Map overlays provide a way to substitute a map image for the default aerial image in Google Earth. I’ve previously provided a link for Google Maps and other map overlays for Google Earth. These maps are usually an improvement over the aerial imagery, but they aren’t always that clear, and often the roads are labelled incorrectly, especially in the Forests.
Detailed Stanislaus Forest Quad Maps
I usually use the quad maps from the environmental review of the Motorized Travel Management Plan to plan rides in the Stanislaus because they are very detailed. They include minor trails, and they are reasonably up to date. I’ve started making a (fairly) seamless Google Earth overlay of the maps including the index sheet, and I’m making the overlay available for download as a .kmz file. Just download and open the file with Google Earth to make the quads available as overlays.
I set these up using the crudest of approaches–they don’t auto-load as you pan around. Given the limited region they apply to, this is fairly acceptable. Selecting all the quads at once will slow things down considerably, so use the index to choose the quads you need. The quality of the overlay images is not as good as the pdf files available on the Stanislaus Forest web site, but the overlay will get you oriented and let you know which pdf file to look at if you need more detail.
Use the transparency slider at the bottom of the Places panel to adjust the transparency of the maps or index.
For more information on these maps please see the Stanislaus Forest page. I’ll finish converting the rest of the quads eventually and will post an update.
High Quality Map Overlays from CalTopo
CalTopo is a web mapping application created by Matt Jacobs to support his work with Search and Rescue operations. CalTopo can display gpx and kml files, but it doesn’t support all kml features. I’ve been able to display simple tracks, but it doesn’t work with the Tuolumne Bikes map. Where CalTopo really shines is in displaying and blending map layers, and the map layers available on CalTopo are remarkably clear. Fortunately, he has made the maps available as Google Earth overlays with image tiles or as network links.
The maps that caught my eye were very clear USFS topographic maps, USFS Visitor Maps, USGS topographic maps, and two age ranges of historic USGS topographic maps.
To try the overlays visit www.caltopo.com and click the KML link opposite “Layers” in the panel on the left. There are two options: custom downloads and Superoverlays.
The Superoverlays at the bottom have network links and cover the 50 states–the map tiles are loaded as needed when panning or zooming in Google Earth. I have found that they work fine as long as a single Superoverlay is opened in Google Earth first and is allowed to load before opening another kml file (such as a Tuolumne Bikes map). The Superoverlays do not appear to work if moved to “My Places”; they have to be loaded each time by opening the file. Mr. Jacobs is not Google, and it’s safe to assume he can’t afford to run a wide open map service with unlimited access for the entire US.

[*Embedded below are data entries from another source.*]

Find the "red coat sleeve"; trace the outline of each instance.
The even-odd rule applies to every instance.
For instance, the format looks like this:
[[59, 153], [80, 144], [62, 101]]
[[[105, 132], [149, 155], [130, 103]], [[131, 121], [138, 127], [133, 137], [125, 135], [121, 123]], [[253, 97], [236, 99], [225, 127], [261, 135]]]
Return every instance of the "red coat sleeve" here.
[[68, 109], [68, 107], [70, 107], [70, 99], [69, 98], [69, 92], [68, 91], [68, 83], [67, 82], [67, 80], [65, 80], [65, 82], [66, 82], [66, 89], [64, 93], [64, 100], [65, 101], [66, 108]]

To make a custom overlay on CalTopo, choose a map type at the upper right corner of the screen, choose a zoom level and the extent on the map, and click to download a kml file with network links or a kmz file with image tiles. If you intend to use the overlay more than once, the kmz will reduce demands on CalTopo and will be the most dependable, but the download will be large and the map won’t be updated if changes are made to the source. Please read the CalTopo “about” page, and if you become a user, consider making a donation.
QUADS is a free web application for “visualizing USGS quadrangle boundaries in Google Earth that provides an easy-to-use framework for retrieving georeferenced PDF topo maps from the USGS Store.” There’s good documentation for QUADS on the website of Metzger + Willard, Inc, it’s creator. I’ve found QUADS to be useful in two ways.
First, QUADS provides seamless USGS topographic map coverage, and it’s not restricted by the limitations for the CalTopo Superoverlays. Just download the file, open it and select “Layers” in the “Overlays” folder. Save it to “My Places” and turn it on when you need it. It’s a little bit slow, but dependable. The maps are good, but not as clear as the CalTopo maps.
The second way QUADS is useful is for its intended use. When I’ve tried to use the USGS Store, I’ve usually had browser problems. QUADS works and really is much simpler because Google Earth has an interface that is more suited to the task than the interface on the USGS Store site. Download the White Paper on the QUADS website for a good explanation of how to use the “Search Results” folder in QUADS to find and download various versions of USGS maps from the USGS Store.